En pratique, l’article L4121-1 du Code du travail impose à l’employeur de prendre toutes les mesures nécessaires, notamment :
- « des actions de prévention des risques professionnels ;
- des actions d’information et de formation ;
- la mise en place d’une organisation et de moyens adaptés ».
Cette obligation engage directement la responsabilité de l’entreprise envers ses salariés.
Dès le premier salarié embauché, l’entreprise doit établir un Document unique d’évaluation des risques professionnels (DUERP), qui recense l’ensemble des risques existants sur le lieu de travail – y compris ceux liés aux conditions climatiques extrêmes – et les mesures de prévention associées.
Par exemple, lorsque la température ne peut être maintenue à un niveau compatible avec la santé des salarié·e·s, cela peut conduire à prévoir :
- la mise à disposition de chauffages d’appoint ou de ventilateurs ;
- l’adaptation des horaires ;
- l’instauration du télétravail.
Le DUERP peut être élaboré avec l’aide de l’Assurance maladie ou de l’INRS, sans oublier le CSE qui, lorsqu’il existe, doit être régulièrement consulté.
5. Le droit d’alerte et le droit de retrait.
Lorsque les conditions de travail présentent un danger grave et imminent pour sa santé ou sa sécurité, le salarié peut aussi exercer son droit d’alerte, voire son droit de retrait.

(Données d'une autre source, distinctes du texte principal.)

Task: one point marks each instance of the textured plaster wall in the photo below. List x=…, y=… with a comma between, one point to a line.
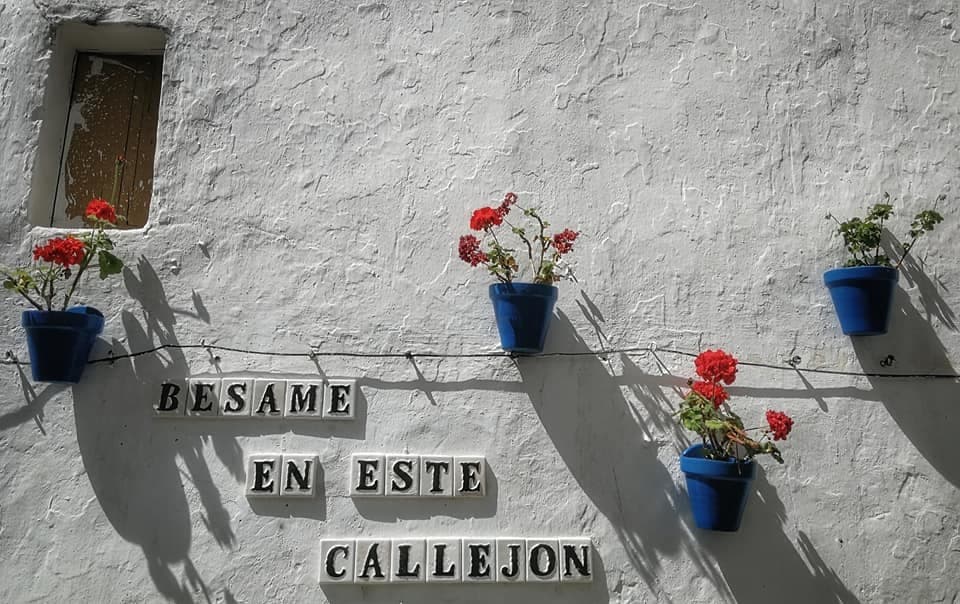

Si l’employeur persiste à exiger la présence des salarié·e·s malgré un risque objectivement dangereux (routes impraticables, températures extrêmes, conditions de travail dégradées), le salarié peut indiquer à l’entreprise son impossibilité de se rendre au travail sans perdre automatiquement son salaire.
Il appartiendra alors à l’employeur de démontrer que l’alerte était infondée pour justifier un retrait de rémunération.
Au-delà de la règle juridique, il est dans l’intérêt de l’entreprise d’éviter toute prise de risque inutile : en période d’intempéries ou de canicule, les accidents du travail et de trajet se multiplient, exposant l’employeur à une responsabilité bien plus lourde qu’une simple absence ponctuelle.
Plus généralement, l’entreprise s’expose aussi à une augmentation des arrêts de travail, voire à des incapacités temporaires ou permanentes de travailler en cas d’accident grave.